Lyons hesitated again.

“What was the charge?” Brown repeated.

“Carnal abuse.”

“You’re a child molester, huh, Lyons?”

“No, no, it was a bum rap.”

“Were you convicted?”

“Yes, but that don’t mean a thing, you guys know that. The kid was lying. He wanted to get even with me, he wanted to get me in trouble, so he told all kinds of lies about me. Hell, what would I want to fool around with a kid like that for? I had a girlfriend and everything, this waitress, you know? A real pretty girl, what would I want to fool around with a little kid for?”

“You tell me.”

“It was a bum rap, that’s all. These things happen, that’s all. You guys know that.”

“And the second arrest?”

“Well, that...”

“Yeah?”

“Well, you see what happened, after I got paroled, you know, I went back to live in this motel I used to live in before I got put away, you know?”

“Where’d you serve your time?”

“Castleview”

“Go ahead.”

“So I had this same room, you know? That I had before they locked me up. And it turned out the kid who got me in trouble before, he was living there with his mother.”

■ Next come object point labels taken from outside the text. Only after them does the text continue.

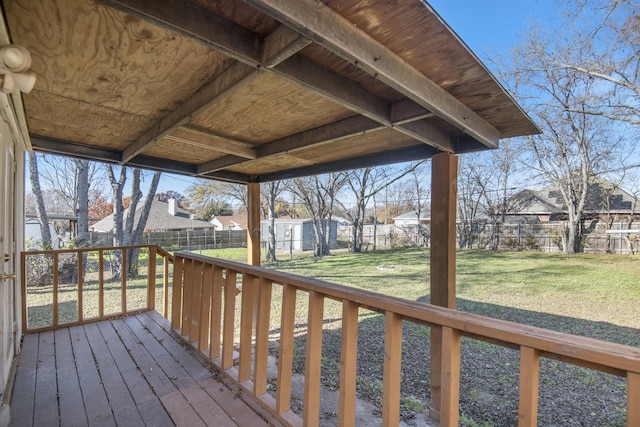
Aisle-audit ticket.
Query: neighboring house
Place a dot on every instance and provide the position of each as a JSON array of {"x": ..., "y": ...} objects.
[
  {"x": 411, "y": 218},
  {"x": 297, "y": 234},
  {"x": 165, "y": 215},
  {"x": 548, "y": 205},
  {"x": 228, "y": 222}
]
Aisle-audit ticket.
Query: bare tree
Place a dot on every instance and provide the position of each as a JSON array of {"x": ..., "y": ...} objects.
[
  {"x": 364, "y": 185},
  {"x": 575, "y": 145},
  {"x": 318, "y": 194},
  {"x": 273, "y": 190},
  {"x": 124, "y": 232},
  {"x": 41, "y": 212}
]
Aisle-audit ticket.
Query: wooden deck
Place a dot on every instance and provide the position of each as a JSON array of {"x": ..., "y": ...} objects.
[{"x": 129, "y": 372}]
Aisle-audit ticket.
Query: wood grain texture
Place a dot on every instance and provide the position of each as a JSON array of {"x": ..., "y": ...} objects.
[{"x": 269, "y": 108}]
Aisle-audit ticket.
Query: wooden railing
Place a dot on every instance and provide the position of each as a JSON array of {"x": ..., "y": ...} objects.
[
  {"x": 64, "y": 287},
  {"x": 204, "y": 312}
]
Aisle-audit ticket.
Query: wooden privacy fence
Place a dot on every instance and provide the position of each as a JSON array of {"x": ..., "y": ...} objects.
[
  {"x": 204, "y": 312},
  {"x": 64, "y": 287}
]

“Just by coincidence, huh?”

“Well, no, not by coincidence. I mean, I can’t claim it was coincidence. His mother ran the place, you see. I mean, she and her father owned it together. So it wasn’t coincidence, you know. But I didn’t think the kid was going to cause me no more trouble, you see what I mean? I done my time, he already got even with me, so I didn’t expect no more trouble from him. Only thing is he come around to my cabin one day, and he made me do things to him. He said he’d tell his mother I was bothering him again if I didn’t do these things to him. I mean, I was on parole, you know what I mean? If the kid had went to his mother, they’d have packed me off again in a minute.”